When using AI as part of the patient experience, it’s all about moving from a cost center to a profit center. This means making access to healthcare more convenient. The industry should approach healthcare services the same way companies such as Amazon, Uber, AirBnB and Netflix are meeting consumer demand for more convenient retail and subscriber services experiences. Communications and customer experience technology can provide both proactive and reactive omnichannel experiences anytime, anywhere and across any device. Healthcare organizations should also use technology to automate tasks that take clinicians away from the more personal patient interactions that will always require a human touch. These organizations can better use their clinicians to perform higher value work where AI cannot, like interacting with patients.
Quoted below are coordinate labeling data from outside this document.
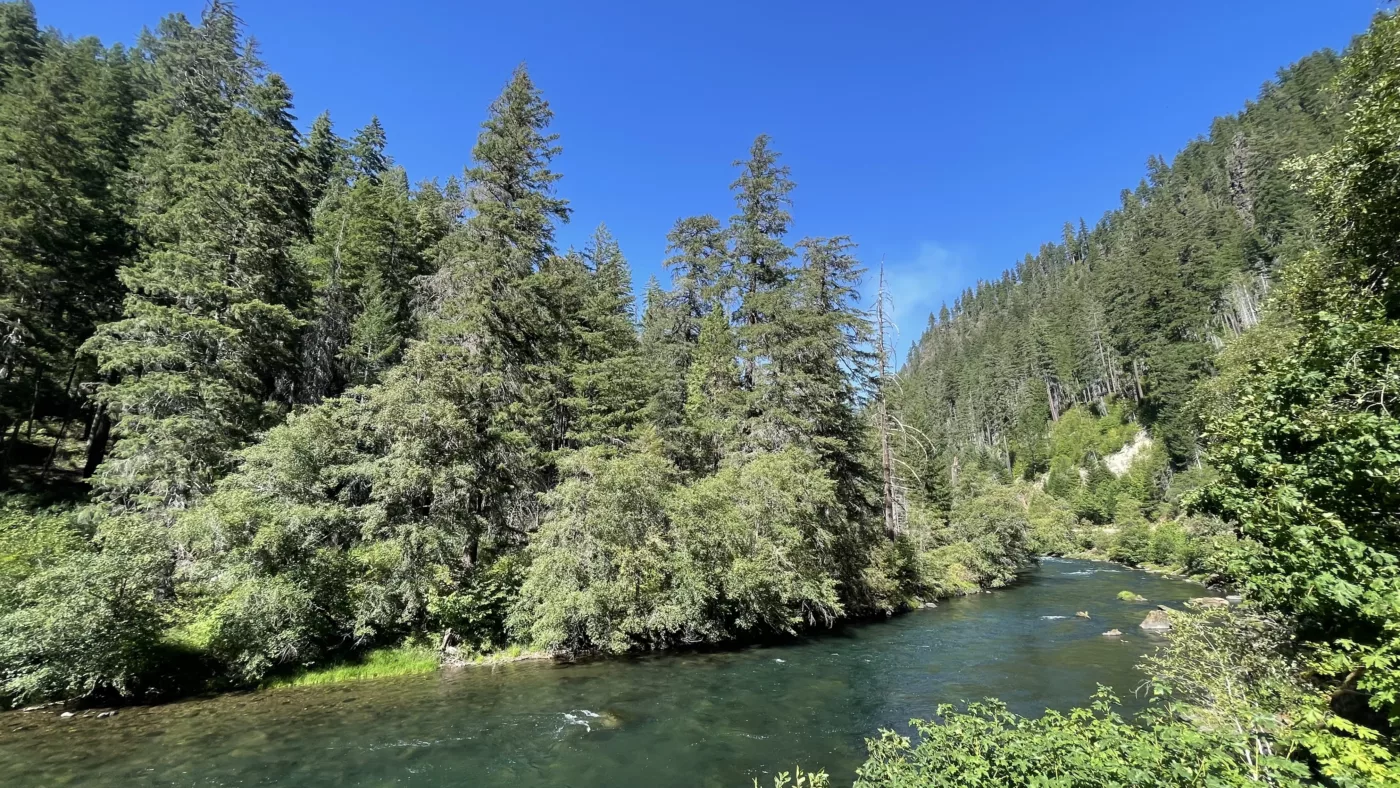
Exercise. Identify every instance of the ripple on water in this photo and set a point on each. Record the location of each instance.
(697, 718)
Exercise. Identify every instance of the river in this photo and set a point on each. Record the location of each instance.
(696, 718)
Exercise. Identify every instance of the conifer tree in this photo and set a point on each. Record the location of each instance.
(714, 399)
(759, 266)
(66, 135)
(606, 399)
(206, 336)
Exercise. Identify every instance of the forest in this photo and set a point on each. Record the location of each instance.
(268, 406)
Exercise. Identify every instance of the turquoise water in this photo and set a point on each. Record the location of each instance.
(697, 718)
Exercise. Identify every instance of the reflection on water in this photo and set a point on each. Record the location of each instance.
(703, 718)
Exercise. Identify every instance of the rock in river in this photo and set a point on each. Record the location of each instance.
(1157, 622)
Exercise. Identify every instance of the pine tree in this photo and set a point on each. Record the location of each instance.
(606, 399)
(759, 258)
(468, 419)
(209, 325)
(66, 135)
(324, 158)
(714, 399)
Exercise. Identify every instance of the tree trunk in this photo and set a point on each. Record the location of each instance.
(97, 441)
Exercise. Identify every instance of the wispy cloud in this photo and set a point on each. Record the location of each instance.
(919, 284)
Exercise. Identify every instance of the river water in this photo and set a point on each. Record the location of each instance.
(696, 718)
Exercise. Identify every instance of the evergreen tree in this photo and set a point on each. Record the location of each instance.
(606, 399)
(206, 336)
(66, 135)
(759, 272)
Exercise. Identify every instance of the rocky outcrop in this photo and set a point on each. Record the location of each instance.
(1157, 622)
(1120, 461)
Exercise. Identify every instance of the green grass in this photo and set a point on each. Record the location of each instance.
(507, 654)
(402, 661)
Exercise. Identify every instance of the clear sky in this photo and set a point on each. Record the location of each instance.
(948, 137)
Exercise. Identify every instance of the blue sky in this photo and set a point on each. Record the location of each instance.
(948, 139)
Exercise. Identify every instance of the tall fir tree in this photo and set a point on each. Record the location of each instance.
(207, 332)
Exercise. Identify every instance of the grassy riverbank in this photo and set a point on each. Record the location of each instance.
(398, 661)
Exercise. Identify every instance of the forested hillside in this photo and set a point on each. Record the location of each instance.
(1134, 308)
(268, 407)
(1203, 382)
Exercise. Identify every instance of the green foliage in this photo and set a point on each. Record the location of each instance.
(604, 568)
(1231, 708)
(87, 620)
(1304, 433)
(986, 745)
(378, 664)
(1238, 672)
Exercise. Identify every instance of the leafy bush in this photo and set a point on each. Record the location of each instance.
(1231, 708)
(87, 619)
(987, 746)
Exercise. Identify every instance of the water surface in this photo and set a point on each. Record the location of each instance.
(700, 718)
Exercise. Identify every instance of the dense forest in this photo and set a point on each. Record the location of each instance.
(266, 406)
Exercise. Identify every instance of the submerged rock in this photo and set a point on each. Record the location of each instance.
(1157, 622)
Communications and customer experience tools can also be used to provide personalized self-service and live agent experiences. This serves to meet some of the most frequent complaints about patient experience, including:
• Poor experiences with office staff
• The feeling that a patient is just a number rather than a person
• Difficulty scheduling appointments.
By leveraging open API integrations with healthcare tools like Epic, both self-service and live-agent assisted conversations can be more efficient, effective and personalized. Integrating self-service customer experience tools into patient scheduling applications puts the power in the patient’s hands to manage their own appointment adds, moves and changes.
Moving forward with AI
The great news is that AI has been democratized and made much more readily available to organizations due to the rapid pace of innovation. However, to best realize the benefits, healthcare organizations must not move toward a pure reliance on this technology. They should explore and implement new approaches to find the right balance between using technology in a smart way while preserving the clinician-patient relationship. A critical component of this is leveraging AI to assist humans in their day-to-day, rather than replace humans altogether. AI is a natural extension of self-service that can be used to provide even more effective experiences leveraging natural language processing and machine learning abilities.